Thanks much, z. That's a very interesting theory.
Post# of 148151
Part of the CYDY HIV narrative has always been that the FDA did Cytodyn a "favor" by suggesting that HIV combo therapy might be approved at 700mg despite the fact that the combo trial was conducted at 525mg.
Part of this narrative is that the FDA said "OK, just show us some safety data at 700mg and maybe we will approve your combo therapy at 700mg even though the trial was at 350 and 535."
So if you are correct, through the execution of this "favor" over the last two years the fact developed that RO testing may discriminate HIV non-responders and thus RO testing may be essential tool in any commercial roll-out of the product. Perhaps the FDA observes the essential nature of RO testing and deems RO testing essential for FDA approval.
There are perhaps some arguments as to why this theory might not be correct:
1) Whose blood will be tested? What good is a test if there is no blood to test?
2) If RO testing of HIV patients didn't work, how does the FDA develop the conclusion that the RO testing is an essential part of the leronlimab HIV program? And if RO testing did work, why does the FDA need more tests?
3) HIV non-responders were screeneed out of the HIV combo therapy trial at week 12 or thereabouts. If the HIV patient doesn't respond to leronlimab, then they just drop them from the trial. Thats the design of the HIV combo trial. In the spreadsheets that Cytodyn has produced, every patient is a responder. In all those spreadsheets, there are maybe one hundred patients? None of those patients are trial failures for non-response. There are some spikes in the viral loads, but the spikes always recovered. Maybe Cytodyn has other trial patients who performed more poorly and the FDA has seen that data?

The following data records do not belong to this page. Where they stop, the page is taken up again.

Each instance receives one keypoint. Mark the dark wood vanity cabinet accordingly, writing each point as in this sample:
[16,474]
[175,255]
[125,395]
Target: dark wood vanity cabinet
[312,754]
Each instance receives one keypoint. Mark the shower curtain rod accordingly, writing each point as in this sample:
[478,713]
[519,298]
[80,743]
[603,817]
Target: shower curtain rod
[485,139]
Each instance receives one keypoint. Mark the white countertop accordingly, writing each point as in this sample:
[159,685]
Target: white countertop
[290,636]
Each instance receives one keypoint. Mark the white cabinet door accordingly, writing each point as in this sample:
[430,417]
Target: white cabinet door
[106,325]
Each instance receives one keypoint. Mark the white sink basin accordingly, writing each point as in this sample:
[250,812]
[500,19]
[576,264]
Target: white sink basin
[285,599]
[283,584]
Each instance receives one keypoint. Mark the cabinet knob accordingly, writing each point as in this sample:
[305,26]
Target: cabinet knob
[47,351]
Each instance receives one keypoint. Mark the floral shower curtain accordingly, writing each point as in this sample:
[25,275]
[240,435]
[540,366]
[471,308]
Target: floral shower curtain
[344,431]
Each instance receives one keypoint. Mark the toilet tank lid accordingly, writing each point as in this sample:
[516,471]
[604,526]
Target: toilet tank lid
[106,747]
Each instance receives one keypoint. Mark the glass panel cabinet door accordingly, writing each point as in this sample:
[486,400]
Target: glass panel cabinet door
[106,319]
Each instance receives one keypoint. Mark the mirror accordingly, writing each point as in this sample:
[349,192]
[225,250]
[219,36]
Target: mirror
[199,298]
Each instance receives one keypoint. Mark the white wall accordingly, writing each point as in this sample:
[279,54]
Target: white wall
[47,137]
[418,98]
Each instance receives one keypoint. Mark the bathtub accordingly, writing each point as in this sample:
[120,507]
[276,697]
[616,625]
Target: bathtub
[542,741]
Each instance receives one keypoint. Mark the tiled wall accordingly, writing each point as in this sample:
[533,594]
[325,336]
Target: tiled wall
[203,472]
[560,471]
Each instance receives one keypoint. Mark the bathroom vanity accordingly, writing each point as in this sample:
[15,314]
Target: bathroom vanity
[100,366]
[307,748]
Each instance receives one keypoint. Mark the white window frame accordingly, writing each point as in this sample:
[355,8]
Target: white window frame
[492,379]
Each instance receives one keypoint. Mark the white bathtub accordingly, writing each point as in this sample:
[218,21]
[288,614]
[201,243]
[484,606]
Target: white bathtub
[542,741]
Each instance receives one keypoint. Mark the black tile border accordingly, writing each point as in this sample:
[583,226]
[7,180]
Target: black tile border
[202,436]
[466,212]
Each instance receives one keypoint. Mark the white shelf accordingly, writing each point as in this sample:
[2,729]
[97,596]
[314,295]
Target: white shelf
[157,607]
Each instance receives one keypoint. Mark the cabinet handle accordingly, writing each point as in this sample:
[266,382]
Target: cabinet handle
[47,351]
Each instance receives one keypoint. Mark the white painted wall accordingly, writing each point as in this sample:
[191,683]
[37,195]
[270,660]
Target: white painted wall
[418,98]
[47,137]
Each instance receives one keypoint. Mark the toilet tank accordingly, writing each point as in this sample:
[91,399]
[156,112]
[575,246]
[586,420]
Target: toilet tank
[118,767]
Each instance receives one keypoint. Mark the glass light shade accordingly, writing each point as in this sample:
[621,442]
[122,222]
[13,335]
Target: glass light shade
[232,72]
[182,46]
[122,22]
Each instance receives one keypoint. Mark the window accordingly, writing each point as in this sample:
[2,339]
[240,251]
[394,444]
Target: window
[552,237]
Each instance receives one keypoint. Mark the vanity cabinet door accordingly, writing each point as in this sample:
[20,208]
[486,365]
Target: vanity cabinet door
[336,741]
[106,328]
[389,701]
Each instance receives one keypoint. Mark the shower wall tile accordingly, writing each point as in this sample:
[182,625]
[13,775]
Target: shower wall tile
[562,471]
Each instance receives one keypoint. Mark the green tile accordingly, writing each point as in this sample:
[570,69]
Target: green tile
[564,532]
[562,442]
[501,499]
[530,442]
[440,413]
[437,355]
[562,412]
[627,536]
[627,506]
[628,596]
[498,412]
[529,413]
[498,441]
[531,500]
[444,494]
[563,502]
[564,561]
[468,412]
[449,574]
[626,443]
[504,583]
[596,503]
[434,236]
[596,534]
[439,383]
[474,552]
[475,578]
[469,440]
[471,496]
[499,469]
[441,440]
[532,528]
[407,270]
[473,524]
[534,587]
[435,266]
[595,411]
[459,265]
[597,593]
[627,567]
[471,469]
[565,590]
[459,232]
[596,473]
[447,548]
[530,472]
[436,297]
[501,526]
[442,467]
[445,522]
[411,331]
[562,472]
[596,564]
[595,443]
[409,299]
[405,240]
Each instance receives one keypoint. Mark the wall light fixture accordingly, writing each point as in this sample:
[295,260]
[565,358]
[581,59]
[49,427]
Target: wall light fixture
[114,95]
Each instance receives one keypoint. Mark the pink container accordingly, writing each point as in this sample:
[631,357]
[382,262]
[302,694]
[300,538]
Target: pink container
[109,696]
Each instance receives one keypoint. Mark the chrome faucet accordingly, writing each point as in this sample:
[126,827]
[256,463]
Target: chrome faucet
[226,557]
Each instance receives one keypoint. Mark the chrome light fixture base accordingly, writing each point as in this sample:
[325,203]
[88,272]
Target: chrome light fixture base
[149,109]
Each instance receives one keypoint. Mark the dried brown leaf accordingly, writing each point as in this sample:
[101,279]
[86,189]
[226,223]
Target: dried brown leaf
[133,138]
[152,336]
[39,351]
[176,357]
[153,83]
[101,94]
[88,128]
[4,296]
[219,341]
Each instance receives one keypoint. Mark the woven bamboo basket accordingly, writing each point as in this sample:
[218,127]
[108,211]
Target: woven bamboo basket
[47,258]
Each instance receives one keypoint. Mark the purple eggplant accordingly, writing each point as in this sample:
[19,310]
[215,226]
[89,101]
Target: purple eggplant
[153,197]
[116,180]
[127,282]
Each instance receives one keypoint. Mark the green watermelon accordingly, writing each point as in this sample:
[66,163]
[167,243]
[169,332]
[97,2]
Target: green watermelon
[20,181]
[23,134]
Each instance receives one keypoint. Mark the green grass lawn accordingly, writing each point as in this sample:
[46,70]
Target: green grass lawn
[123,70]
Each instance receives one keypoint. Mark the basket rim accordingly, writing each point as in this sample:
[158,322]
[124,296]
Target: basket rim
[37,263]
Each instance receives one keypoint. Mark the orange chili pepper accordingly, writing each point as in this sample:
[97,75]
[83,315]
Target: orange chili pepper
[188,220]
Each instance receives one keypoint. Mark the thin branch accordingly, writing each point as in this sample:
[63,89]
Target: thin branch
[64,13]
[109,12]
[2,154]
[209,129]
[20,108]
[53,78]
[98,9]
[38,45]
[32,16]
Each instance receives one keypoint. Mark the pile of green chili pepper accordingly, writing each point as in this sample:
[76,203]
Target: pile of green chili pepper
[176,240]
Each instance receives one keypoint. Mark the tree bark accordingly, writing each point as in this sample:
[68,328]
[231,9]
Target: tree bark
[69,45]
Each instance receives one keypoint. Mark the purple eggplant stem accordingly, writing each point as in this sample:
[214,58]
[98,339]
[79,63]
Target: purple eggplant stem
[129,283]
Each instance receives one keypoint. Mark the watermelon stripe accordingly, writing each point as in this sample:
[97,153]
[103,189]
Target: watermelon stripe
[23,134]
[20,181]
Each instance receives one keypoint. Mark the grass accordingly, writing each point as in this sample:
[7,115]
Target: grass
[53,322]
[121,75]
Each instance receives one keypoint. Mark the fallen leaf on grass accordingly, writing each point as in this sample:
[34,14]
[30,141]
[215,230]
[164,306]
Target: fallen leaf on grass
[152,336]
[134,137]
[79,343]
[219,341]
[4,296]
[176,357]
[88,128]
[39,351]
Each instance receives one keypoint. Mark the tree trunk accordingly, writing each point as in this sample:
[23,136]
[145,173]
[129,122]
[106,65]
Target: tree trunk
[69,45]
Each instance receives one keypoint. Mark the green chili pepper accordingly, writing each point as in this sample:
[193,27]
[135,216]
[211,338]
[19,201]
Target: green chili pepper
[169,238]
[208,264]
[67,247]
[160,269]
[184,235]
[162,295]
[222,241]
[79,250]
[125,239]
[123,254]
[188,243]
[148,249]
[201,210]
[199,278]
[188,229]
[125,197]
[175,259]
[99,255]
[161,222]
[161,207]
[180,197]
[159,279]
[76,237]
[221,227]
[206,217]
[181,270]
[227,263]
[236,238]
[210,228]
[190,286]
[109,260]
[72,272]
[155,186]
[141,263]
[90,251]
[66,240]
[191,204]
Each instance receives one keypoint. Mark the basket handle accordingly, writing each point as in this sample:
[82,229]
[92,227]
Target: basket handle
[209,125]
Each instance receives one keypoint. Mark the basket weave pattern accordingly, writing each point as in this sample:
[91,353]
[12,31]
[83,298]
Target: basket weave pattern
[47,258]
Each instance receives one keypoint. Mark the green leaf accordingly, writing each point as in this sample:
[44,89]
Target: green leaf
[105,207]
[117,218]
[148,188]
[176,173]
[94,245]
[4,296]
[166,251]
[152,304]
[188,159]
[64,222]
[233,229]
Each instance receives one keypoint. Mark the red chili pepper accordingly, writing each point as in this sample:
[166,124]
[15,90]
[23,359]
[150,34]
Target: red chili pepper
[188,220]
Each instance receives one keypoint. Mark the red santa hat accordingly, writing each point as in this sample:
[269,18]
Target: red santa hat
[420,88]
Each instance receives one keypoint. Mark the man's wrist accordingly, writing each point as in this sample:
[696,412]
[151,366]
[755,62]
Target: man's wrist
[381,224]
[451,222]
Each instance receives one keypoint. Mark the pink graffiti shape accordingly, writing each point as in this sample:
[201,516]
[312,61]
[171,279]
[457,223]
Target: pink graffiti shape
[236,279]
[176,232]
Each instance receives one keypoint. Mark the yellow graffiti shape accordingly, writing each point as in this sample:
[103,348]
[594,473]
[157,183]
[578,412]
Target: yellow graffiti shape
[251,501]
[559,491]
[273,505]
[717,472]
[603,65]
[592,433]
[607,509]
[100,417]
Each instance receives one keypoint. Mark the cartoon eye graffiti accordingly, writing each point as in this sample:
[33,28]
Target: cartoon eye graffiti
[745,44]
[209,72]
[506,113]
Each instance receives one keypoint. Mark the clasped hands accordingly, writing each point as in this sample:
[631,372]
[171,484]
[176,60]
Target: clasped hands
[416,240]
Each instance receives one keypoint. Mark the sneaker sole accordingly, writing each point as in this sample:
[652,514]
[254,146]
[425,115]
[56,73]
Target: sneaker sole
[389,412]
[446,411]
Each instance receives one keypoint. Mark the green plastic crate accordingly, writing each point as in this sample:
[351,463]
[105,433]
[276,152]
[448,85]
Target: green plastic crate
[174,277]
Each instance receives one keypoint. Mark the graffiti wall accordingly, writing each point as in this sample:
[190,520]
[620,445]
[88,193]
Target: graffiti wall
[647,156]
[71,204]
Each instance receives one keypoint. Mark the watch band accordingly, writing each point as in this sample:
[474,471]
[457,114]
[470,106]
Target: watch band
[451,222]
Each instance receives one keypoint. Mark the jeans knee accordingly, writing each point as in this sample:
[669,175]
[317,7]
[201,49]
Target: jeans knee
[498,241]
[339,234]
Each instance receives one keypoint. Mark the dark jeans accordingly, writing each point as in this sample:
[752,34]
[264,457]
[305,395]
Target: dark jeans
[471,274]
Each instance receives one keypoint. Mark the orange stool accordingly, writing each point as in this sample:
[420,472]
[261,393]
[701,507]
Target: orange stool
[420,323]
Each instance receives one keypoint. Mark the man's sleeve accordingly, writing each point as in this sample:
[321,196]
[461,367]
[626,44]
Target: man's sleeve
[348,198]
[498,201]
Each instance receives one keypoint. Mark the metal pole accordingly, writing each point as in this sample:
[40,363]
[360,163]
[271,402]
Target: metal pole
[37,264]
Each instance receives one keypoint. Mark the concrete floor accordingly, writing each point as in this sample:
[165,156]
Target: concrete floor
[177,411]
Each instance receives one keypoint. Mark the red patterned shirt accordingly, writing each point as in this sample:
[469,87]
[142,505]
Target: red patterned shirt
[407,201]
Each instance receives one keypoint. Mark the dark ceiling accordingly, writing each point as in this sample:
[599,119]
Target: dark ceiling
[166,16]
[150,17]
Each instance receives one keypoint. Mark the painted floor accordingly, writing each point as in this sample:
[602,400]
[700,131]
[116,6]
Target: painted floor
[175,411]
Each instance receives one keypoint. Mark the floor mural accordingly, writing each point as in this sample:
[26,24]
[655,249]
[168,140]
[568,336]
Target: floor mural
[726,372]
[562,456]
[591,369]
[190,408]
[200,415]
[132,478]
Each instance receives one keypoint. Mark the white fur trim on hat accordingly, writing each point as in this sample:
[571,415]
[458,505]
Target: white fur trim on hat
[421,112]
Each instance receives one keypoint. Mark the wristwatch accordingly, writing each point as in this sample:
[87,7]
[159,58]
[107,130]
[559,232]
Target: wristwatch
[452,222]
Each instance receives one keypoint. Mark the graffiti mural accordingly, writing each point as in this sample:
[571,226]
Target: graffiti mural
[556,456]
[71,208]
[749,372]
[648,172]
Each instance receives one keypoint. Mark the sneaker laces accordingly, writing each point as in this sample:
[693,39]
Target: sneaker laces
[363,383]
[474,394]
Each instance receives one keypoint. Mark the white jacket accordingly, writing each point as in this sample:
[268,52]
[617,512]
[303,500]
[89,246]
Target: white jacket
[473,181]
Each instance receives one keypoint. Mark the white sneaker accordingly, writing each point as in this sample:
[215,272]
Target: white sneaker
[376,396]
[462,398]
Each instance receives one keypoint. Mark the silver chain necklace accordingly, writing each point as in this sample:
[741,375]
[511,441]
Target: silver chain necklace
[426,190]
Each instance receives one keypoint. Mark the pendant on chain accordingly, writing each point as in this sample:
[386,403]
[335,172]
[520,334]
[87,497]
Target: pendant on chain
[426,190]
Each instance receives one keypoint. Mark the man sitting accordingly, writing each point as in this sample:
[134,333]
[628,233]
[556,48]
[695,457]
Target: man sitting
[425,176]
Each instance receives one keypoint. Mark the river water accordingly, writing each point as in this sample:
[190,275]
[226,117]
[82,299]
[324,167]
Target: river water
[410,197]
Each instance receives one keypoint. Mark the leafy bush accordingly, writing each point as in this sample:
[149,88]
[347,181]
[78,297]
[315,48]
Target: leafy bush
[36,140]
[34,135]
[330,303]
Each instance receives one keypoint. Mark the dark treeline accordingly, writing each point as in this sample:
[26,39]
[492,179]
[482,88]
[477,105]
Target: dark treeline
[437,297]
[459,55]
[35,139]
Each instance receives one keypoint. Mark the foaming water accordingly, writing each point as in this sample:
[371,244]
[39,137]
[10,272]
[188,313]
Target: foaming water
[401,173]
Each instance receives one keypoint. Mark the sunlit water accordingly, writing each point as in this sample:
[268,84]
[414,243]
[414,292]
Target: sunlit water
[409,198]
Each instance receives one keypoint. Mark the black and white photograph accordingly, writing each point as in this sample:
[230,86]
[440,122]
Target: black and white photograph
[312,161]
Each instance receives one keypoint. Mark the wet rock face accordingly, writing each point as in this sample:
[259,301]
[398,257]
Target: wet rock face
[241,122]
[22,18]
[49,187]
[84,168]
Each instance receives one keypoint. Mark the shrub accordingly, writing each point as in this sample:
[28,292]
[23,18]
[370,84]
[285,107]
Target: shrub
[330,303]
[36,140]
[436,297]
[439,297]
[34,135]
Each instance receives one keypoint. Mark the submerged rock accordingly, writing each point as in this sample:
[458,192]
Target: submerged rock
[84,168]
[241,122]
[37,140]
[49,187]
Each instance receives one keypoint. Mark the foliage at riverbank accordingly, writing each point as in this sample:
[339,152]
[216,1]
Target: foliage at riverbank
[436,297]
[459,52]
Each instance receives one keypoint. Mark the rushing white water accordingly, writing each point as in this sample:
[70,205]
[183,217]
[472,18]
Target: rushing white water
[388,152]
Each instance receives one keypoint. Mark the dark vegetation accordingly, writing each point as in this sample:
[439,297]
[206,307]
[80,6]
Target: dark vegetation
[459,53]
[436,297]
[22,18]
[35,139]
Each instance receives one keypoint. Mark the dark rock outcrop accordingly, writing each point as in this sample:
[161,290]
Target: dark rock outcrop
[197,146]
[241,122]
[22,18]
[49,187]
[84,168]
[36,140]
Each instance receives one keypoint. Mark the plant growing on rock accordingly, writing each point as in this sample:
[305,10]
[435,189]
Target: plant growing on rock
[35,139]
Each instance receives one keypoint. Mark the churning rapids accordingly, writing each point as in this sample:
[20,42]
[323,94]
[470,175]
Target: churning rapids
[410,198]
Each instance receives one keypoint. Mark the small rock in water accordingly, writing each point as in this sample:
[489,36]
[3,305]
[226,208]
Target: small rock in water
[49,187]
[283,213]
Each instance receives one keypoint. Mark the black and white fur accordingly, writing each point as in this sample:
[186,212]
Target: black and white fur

Regardless of any theory of RO testing working or not-working, developed or in development, there are very simple straightforward questions that Cytodyn is unable or unwilling to answer:
1) Whose blood will be RO tested in the future in support of the HIV BLA?
2) Why is RO testing dispositive of ANYTHING in HIV?
3) Why is the FDA pursuing RO testing in the HIV BLA?
These are simple, obvious questions.
Instead of directly addressing any of these questions, CYDY says "We'll file the HIV BLA in June and then we'll add RO testing in July" or some other such similar. How does that even make any sense?
It seems to me that RO testing is involved in the HIV BLA, Since RO testing is part of the HIV BLA, then any unfavorable disposition of RO testing will prevent BLA approval.
Investors are completely in the dark about this. CYDY says "We'll resolve it in July".
I can't find any reason why Cytodyn's RO testing situation is any different today than it was six months ago. What's different today?